I recently deployed openfire 3.5.2 into a production environment, using exodus as the client piece.
In our test environment I noted some strange performance issues in this thread: http://www.igniterealtime.org/community/thread/33875, which appeard to be related to this thread: http://www.igniterealtime.org/community/thread/32740
I believed I had fixed the problem, and it has not occured during a months worth of testing. After deploying to our production environment and adding in many more users, however, the problem is back.
Using the statistics plugin, I have noticed that the packets per minute will “randomly” jump to the 60000 - 250000 range, when 100-500 is typical. The java process then jumps up in CPU time to between 30 and 70%, where 0.0 - 1.0 is typical.
To troubleshoot, I turned on packet auditing. After a few seconds it had queued up over 70000 packets, so I turned it off and waited for openfire to dump the log file. While dumping the log file, the java process reached 99%.

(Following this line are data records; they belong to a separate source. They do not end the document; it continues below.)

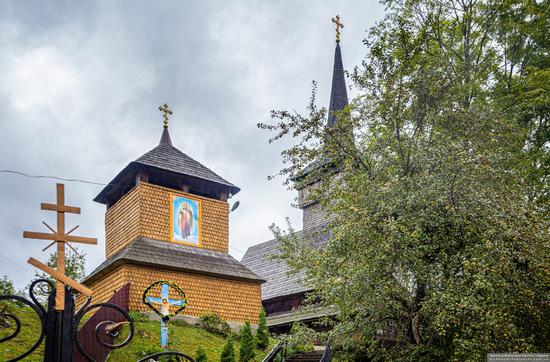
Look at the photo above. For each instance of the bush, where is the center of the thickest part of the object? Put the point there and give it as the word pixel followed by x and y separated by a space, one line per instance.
pixel 262 334
pixel 246 352
pixel 228 352
pixel 200 355
pixel 213 323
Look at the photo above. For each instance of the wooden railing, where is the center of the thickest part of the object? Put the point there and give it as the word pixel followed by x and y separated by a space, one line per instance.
pixel 278 350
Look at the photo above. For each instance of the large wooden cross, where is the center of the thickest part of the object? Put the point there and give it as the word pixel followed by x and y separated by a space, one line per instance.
pixel 336 20
pixel 60 237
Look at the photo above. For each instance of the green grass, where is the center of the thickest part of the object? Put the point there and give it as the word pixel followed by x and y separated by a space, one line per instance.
pixel 182 337
pixel 30 331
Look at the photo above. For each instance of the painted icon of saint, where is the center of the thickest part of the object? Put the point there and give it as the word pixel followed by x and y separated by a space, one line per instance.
pixel 185 220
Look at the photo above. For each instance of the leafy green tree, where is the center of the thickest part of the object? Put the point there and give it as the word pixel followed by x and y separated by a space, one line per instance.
pixel 200 355
pixel 438 218
pixel 246 351
pixel 6 286
pixel 262 333
pixel 228 351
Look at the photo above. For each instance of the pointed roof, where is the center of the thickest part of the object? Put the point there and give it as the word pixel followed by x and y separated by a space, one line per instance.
pixel 338 92
pixel 160 254
pixel 165 137
pixel 166 162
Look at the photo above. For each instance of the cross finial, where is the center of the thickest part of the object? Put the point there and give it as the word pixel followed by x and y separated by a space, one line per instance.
pixel 166 111
pixel 336 20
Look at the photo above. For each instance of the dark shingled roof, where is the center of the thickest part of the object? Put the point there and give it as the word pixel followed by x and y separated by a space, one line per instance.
pixel 338 92
pixel 338 101
pixel 165 255
pixel 165 157
pixel 168 157
pixel 279 281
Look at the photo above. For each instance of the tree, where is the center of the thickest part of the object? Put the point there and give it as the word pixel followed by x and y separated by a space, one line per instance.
pixel 6 286
pixel 228 351
pixel 438 232
pixel 200 355
pixel 262 333
pixel 75 268
pixel 246 350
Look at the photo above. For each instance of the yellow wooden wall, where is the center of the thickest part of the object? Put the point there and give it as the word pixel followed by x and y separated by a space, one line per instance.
pixel 145 211
pixel 233 300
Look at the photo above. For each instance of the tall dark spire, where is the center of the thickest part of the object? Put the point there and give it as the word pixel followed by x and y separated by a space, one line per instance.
pixel 165 138
pixel 338 92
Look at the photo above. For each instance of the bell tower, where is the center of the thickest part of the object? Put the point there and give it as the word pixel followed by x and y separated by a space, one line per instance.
pixel 313 214
pixel 167 218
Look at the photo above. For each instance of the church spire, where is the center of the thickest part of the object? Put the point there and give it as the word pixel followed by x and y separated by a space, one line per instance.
pixel 338 93
pixel 165 138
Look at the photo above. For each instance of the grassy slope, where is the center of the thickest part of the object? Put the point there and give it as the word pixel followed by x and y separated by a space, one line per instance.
pixel 183 338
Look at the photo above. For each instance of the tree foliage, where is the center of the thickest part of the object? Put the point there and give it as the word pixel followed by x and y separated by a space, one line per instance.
pixel 439 210
pixel 228 351
pixel 200 355
pixel 246 350
pixel 262 334
pixel 75 268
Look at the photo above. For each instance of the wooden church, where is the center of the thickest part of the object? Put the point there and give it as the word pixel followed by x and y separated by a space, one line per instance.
pixel 284 292
pixel 167 218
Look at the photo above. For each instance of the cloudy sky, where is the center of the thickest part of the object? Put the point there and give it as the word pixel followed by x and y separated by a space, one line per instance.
pixel 80 84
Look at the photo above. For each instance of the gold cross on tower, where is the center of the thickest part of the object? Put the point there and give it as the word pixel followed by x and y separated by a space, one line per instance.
pixel 339 25
pixel 60 237
pixel 166 111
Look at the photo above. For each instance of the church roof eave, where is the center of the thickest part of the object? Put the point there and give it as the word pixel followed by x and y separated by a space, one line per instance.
pixel 162 255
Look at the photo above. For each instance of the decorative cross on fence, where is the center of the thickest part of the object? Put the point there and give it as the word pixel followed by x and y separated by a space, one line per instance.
pixel 165 303
pixel 61 238
pixel 166 111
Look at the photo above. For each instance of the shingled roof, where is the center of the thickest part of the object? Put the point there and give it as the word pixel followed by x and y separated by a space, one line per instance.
pixel 163 158
pixel 338 92
pixel 280 281
pixel 161 254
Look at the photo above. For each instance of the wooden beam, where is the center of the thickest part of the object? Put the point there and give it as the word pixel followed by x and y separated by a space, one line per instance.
pixel 60 208
pixel 61 277
pixel 58 237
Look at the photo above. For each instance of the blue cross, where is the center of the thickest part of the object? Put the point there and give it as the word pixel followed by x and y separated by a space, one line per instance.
pixel 165 304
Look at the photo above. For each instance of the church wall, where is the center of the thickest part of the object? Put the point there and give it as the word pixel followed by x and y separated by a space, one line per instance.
pixel 106 286
pixel 313 216
pixel 233 300
pixel 155 217
pixel 122 222
pixel 145 211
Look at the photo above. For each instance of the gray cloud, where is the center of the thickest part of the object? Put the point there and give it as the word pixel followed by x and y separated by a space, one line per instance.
pixel 80 83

I took a look at the audit logs, and it seems these packets are all from a single logged on user. They all appear to be presence update and presence query packets to other random users logged on.
I checked this particular users session details, and noticed an insane amount of packets sent/recieved.
Session Statistics: Packets Received/Sent: 5,009,948/5,010,013
This doesn’t look like the exact same issue as the above threads since the IQ packets are being sent to random users instead of gateway or other server subdomains.
Comments or advice? Has anyone else ran into this and come up with a fix for 3.5.2 (I can’t use nightly builds since this is in production…)
It is also worth noting that if I clear out all the server cache, the packets stop spraying… but after I do that, all the group chat rooms and presence updates seem to break down (users cannot see eachother as online, cannot get into chat rooms… etc) and I end up having to restart openfire. I am not sure if there is a particular cache that stops the spraying (instead of clearing out everything) and I haven’t gone through one by one to test since I cannot risk breaking group chats during on hours again, and after hours the packet spraying does not seem to happen.